La Côte d’Azur di inverno, con i raggi del sole obliqui e senza l’azzurro intenso del cielo. Il volto del padre che porta i segni di un profondo dolore, mai superato, mai condiviso ed elaborato con sua figlia. La scenica terrazza della villa (“come una spilla di una donna”) sul porticciolo della calanque di Méjean, poche barche, l’acqua inquieta del mare: fa freddo, però. Joseph e Angèle, i due fratelli tornati al padre da altrove, hanno lunghi cappotti in cui si stringono e Armand, il fratello che è rimasto alla villa, ha un pullover pesante. Questo l’inizio de La casa sul mare (La villa, il titolo originale), il film di Robert Guédiguian all’ultimo festival del cinema di Venezia.
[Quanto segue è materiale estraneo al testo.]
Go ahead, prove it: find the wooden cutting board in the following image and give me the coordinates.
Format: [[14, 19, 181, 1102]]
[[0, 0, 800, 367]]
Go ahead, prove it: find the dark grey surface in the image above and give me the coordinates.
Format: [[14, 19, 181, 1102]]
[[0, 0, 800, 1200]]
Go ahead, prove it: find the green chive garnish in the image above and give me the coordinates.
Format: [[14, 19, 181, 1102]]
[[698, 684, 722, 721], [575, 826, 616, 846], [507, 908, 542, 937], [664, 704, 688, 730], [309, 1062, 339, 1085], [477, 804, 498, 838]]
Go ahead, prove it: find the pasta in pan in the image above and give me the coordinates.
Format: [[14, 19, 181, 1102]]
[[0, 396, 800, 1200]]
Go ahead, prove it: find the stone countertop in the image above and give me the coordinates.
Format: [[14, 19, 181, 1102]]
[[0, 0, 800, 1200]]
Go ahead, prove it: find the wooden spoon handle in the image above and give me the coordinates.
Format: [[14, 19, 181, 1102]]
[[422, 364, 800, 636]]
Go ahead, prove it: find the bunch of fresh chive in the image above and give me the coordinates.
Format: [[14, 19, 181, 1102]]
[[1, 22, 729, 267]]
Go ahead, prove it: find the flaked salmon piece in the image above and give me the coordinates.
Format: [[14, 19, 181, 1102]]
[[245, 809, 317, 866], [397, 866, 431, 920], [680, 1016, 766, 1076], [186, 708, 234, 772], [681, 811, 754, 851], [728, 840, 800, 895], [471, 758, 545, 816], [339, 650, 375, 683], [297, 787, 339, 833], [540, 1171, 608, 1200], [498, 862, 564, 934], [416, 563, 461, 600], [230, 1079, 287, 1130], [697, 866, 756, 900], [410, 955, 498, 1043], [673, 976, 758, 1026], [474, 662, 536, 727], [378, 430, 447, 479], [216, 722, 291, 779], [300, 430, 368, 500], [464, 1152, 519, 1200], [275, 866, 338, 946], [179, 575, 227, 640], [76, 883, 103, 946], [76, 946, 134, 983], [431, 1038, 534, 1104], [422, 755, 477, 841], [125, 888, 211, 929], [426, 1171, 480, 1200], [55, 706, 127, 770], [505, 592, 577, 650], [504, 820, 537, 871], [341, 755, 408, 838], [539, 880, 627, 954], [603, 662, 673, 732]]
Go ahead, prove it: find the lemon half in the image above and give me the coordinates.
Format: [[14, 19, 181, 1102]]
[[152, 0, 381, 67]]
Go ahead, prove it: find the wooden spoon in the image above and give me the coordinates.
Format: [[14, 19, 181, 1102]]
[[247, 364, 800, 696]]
Ciascuno dei tre fratelli ha una storia di delusione, di perdita, di dolore profondo, di legami e di fratture, tra loro, con questo padre e con questo luogo. Ciascuno dei tre fratelli è cresciuto con speranze e utopie poi divenute disillusioni.
Joseph ha “il cuore che sanguina ancora”, perché, nonostante i principi del padre, non è mai riuscito ad elaborare il passaggio dalla classe sociale da cui proveniva al mondo intellettuale in cui è transitato. Entrato in fabbrica per solidarietà con gli operai, dopo aver scelto di abbandonare gli studi, ha imparato che “gli operai veri non scelgono di essere lì”.
Angèle è divenuta un’attrice teatrale di successo, ma ha il cuore congelato, perché ha perso sua figlia proprio in un incidente in quella casa sul mare, la figlia affidata a suo padre. Dopo l’incidente, anche il suo compagno è andato via e così, Angèle non è tornata alla casa sul mare per oltre vent’anni, perché non voleva “il lutto dei miei desideri, dei miei sogni, delle mie gioie, delle mie pene, né dei miei paesaggi”.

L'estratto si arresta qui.